Weisz does a neat job as his initially reluctant ally, though by the end she's not required for much more than looking terrified and hanging onto his coat-tails. Renner takes to the central role with assurance, stocky and athletic, less pretty than Damon but more humorous and believable, perhaps on account of a carry-over from his fatalistic bomb-disposal expert in The Hurt Locker. There's just a glint of mania in his eyes, the sort that will enable a man to jump off a building using only the facing walls as his means of descent. And he must be one of the few people on the planet to have force-fed a wolf without getting his arm bitten off.
For all Gilroy's supercompetent handling, however, there remains an air of redundancy about this picture. Back in 2007, when Greengrass made The Bourne Ultimatum, he practically reduced the spy thriller to a near-abstract level of tautness. The whippy changes of location were matched to the fragmented sense of the hero's moral world. Jason Bourne had been tortured, trained and finally traduced by his own masters, who signed off on all manner of murderous wrongdoing in the pursuit of national security. The series credibly traced the way Bourne's confusion and loss of identity turned to rage, and then to retribution.

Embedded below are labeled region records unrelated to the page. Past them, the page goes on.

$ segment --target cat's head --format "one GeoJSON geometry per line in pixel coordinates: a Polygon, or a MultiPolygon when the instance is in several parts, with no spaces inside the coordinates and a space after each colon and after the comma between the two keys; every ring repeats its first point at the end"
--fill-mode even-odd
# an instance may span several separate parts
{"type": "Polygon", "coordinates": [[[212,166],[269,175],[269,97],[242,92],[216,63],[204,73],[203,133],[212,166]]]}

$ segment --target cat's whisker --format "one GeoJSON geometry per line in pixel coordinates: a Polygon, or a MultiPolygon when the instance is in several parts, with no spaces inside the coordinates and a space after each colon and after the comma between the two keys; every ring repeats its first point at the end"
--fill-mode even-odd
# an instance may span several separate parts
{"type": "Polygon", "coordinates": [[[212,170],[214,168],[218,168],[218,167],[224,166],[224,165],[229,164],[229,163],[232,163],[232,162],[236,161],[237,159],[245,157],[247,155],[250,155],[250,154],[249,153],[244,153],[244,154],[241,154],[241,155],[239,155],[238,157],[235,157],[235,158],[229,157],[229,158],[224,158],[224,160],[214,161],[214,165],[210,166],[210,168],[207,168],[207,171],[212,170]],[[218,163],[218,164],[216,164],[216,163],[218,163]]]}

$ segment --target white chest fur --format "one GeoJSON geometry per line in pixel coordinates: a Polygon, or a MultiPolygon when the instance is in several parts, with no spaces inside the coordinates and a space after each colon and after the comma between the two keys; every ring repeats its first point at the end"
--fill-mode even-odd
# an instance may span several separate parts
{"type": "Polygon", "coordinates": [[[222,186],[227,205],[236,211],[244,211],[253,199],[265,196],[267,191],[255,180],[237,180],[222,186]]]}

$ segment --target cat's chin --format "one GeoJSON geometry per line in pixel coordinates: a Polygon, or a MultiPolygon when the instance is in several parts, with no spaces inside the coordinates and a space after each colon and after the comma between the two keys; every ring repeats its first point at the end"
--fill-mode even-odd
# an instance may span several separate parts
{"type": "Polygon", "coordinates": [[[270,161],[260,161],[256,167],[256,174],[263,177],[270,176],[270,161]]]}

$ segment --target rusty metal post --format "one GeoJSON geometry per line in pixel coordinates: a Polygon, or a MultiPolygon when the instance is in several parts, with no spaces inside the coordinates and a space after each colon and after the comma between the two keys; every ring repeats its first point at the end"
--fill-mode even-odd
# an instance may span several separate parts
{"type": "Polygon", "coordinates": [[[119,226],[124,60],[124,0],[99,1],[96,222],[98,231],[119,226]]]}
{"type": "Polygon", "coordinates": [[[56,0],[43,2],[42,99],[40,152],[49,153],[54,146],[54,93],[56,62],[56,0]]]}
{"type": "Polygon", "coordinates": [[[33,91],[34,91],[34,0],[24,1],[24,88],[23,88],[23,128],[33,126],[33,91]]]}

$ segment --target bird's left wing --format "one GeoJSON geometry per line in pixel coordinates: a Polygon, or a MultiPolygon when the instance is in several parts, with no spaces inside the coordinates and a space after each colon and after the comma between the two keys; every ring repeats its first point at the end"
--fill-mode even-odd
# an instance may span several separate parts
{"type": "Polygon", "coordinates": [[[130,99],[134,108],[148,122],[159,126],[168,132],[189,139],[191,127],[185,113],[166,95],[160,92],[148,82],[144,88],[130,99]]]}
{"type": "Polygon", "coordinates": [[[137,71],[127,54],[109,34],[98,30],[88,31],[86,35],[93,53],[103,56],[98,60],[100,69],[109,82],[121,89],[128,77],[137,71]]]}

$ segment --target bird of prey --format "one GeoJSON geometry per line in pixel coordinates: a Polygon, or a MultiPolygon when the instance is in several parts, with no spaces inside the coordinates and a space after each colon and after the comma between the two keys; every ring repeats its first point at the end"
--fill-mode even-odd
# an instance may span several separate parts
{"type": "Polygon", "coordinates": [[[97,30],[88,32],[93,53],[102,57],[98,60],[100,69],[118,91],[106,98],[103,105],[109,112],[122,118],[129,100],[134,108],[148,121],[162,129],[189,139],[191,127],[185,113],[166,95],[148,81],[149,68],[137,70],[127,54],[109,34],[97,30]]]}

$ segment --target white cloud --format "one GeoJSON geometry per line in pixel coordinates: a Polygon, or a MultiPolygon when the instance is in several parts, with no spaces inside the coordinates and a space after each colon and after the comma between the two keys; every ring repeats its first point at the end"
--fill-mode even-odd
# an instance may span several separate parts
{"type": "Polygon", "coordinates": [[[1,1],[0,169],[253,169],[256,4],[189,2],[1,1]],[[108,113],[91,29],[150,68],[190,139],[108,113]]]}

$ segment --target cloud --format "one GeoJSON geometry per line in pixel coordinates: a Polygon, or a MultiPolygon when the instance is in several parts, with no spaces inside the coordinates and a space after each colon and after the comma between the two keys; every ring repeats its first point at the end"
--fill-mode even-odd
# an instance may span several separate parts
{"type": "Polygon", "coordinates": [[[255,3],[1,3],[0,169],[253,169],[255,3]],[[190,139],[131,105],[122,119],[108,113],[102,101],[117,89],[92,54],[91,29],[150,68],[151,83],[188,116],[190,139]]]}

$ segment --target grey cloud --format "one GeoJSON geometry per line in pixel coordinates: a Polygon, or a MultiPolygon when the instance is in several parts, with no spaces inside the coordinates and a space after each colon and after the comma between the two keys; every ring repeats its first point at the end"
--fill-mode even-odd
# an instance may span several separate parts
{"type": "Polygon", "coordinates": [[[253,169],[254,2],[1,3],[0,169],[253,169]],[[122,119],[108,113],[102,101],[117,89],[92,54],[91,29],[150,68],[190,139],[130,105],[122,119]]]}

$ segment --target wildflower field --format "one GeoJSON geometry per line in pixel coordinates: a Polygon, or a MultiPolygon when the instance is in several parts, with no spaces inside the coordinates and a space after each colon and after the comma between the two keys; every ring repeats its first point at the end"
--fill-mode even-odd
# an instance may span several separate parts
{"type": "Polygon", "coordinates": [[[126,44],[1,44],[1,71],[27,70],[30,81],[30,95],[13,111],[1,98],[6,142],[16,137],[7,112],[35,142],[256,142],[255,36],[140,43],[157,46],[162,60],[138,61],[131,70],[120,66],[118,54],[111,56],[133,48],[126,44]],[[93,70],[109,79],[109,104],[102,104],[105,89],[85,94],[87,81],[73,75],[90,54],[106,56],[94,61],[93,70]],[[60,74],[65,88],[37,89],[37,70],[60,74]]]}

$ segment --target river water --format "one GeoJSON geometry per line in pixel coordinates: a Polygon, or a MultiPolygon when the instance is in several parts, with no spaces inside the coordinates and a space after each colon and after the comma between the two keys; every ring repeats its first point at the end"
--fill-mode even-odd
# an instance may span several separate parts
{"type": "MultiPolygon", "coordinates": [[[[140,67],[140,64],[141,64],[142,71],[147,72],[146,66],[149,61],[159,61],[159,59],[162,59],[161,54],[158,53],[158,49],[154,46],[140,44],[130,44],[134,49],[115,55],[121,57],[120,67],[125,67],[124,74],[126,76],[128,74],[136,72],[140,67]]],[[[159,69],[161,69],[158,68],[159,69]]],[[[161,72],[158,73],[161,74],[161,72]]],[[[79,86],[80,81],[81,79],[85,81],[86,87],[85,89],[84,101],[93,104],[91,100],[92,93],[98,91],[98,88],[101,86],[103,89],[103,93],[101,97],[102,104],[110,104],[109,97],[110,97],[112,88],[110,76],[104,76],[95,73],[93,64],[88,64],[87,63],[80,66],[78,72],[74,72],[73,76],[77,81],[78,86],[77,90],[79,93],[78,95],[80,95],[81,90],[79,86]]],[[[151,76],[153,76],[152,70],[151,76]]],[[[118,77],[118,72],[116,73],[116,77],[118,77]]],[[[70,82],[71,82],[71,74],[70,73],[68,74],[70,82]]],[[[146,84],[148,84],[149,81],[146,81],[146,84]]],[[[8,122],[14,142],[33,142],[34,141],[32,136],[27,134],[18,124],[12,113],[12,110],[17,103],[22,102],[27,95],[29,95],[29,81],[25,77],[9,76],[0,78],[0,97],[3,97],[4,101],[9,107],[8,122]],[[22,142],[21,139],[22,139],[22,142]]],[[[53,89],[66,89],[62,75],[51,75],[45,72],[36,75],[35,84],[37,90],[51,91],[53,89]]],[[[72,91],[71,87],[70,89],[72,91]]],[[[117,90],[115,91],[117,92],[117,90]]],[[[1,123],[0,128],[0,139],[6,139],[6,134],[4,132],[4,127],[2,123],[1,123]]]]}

Here, that dramatic arc has been squashed into a package at once overlong and underexplained. Norton conducts grim-faced backroom confabs with other senior spooks, who loosen their ties and drink heavily as the bad news keeps coming, but it is inert (and sometimes incomprehensible) as drama.
The action setpiece has been the great forte of this series, and Gilroy meets the challenge head-on with a bounding chase over the rickety tin tops of downtown Manila. It's a nod, perhaps even a homage, to the previous film's breathtaking chase in Tangiers, which ended with Damon somehow jumping from a roof to land, with a crash, through a window on the street opposite. This latest is prompted by Cross's glimpsed recognition, from a distance of at least 500 yards, of a would-be assassin. I wondered if this enhanced eyesight were a by-product of his genetic modifications, or if he just had a good memory for nogoodniks.
The subsequent motorcycle pursuit through the streets encapsulates the film as a whole, starting off tense and exciting, losing momentum in its middle section, then skidding to a sudden halt. Huh?
That was also my reaction on David Strathairn and Joan Allen briefly reappearing centre-stage at this movie's denouement. I suppose it is meant to confirm that both plots are happening synchronously, but it feels out of whack, and an awkward note on which to end a long (135 minutes) movie. If the makers have any sense they will close the franchise down – but I wouldn't bet against this Legacy paying out a bit more.